It starts out recreating a horrible moment in history: the 1963 Birmingham church bombing that killed four black girls, aged 11-14. And then a dramatization of Annie Lee Cooper's—Oprah!—failed attempt to register to vote at the Selma courthouse. (She successfully recites the preamble to the Constitution. She knows there are 67 county judges in Alabama. But—oops!—she can't name them. Sorry, Annie.)

Into this steps Martin Luther King Jr. and various less-famous activists from the Southern Christian Leadership Council (SCLC) and the Student Non-Violent Coordinating Committee (SNCC). It's decided to use Selma as a symbol to pressure President Lyndon Johnson and the US Congress to pass Federal voting rights legislation. Over the period of a few months this gives rise to a massive violent confrontation at the Edmund Pettus Bridge, in addition to the deaths of other protesters.

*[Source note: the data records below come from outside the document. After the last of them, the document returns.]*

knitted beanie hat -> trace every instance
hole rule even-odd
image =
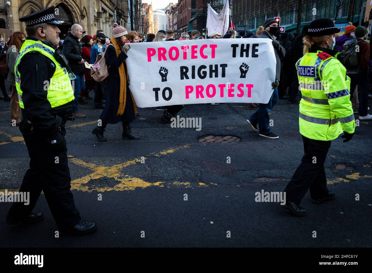
[[[112,27],[112,37],[114,38],[119,38],[128,34],[125,27],[119,26],[117,23],[114,23]]]
[[[347,34],[348,33],[352,32],[355,30],[355,29],[356,28],[356,27],[352,25],[349,25],[349,26],[346,26],[346,27],[345,27],[345,33],[344,34]]]
[[[354,31],[355,37],[357,38],[363,38],[368,32],[368,29],[367,28],[362,26],[358,26]]]

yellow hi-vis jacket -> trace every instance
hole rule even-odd
[[[62,68],[54,56],[54,50],[52,48],[43,43],[41,41],[26,40],[22,45],[19,54],[16,60],[14,67],[16,76],[16,87],[18,95],[19,107],[25,109],[22,100],[22,91],[21,90],[21,74],[18,70],[17,66],[25,54],[31,51],[40,52],[51,60],[55,66],[55,72],[50,79],[50,82],[45,83],[47,87],[46,99],[50,103],[52,108],[65,104],[73,100],[74,91],[66,68]]]
[[[302,98],[300,133],[312,139],[331,140],[354,133],[350,78],[336,58],[325,52],[306,53],[296,64]]]

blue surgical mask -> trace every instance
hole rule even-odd
[[[329,37],[330,38],[331,38],[329,36],[328,36],[328,37]],[[328,49],[333,49],[333,48],[334,48],[334,46],[335,46],[335,45],[336,44],[336,39],[334,38],[334,36],[333,36],[333,43],[332,44],[332,45],[331,46],[328,45]]]

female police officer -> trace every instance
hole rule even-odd
[[[299,120],[305,155],[284,190],[284,206],[298,216],[306,214],[299,204],[309,188],[315,204],[334,198],[327,188],[324,162],[331,140],[343,131],[346,142],[354,134],[350,79],[333,50],[334,34],[340,31],[330,19],[311,22],[302,40],[304,56],[296,64],[302,94]]]

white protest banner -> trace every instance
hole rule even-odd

What's good: the main black actors do an uncanny job of recreating their characters. David Oyelowo as Dr. King and Carmen Ejogo are especially good. (In contrast, Tom Wilkinson and Eli Roth are never that convincing as LBJ and George Wallace, respectively.)

Not so good: the characters tend to sermonize at points when, in real life, they would be speaking more normally. And the movie takes pretty unexcusable liberties with actual events. It's important to get things right.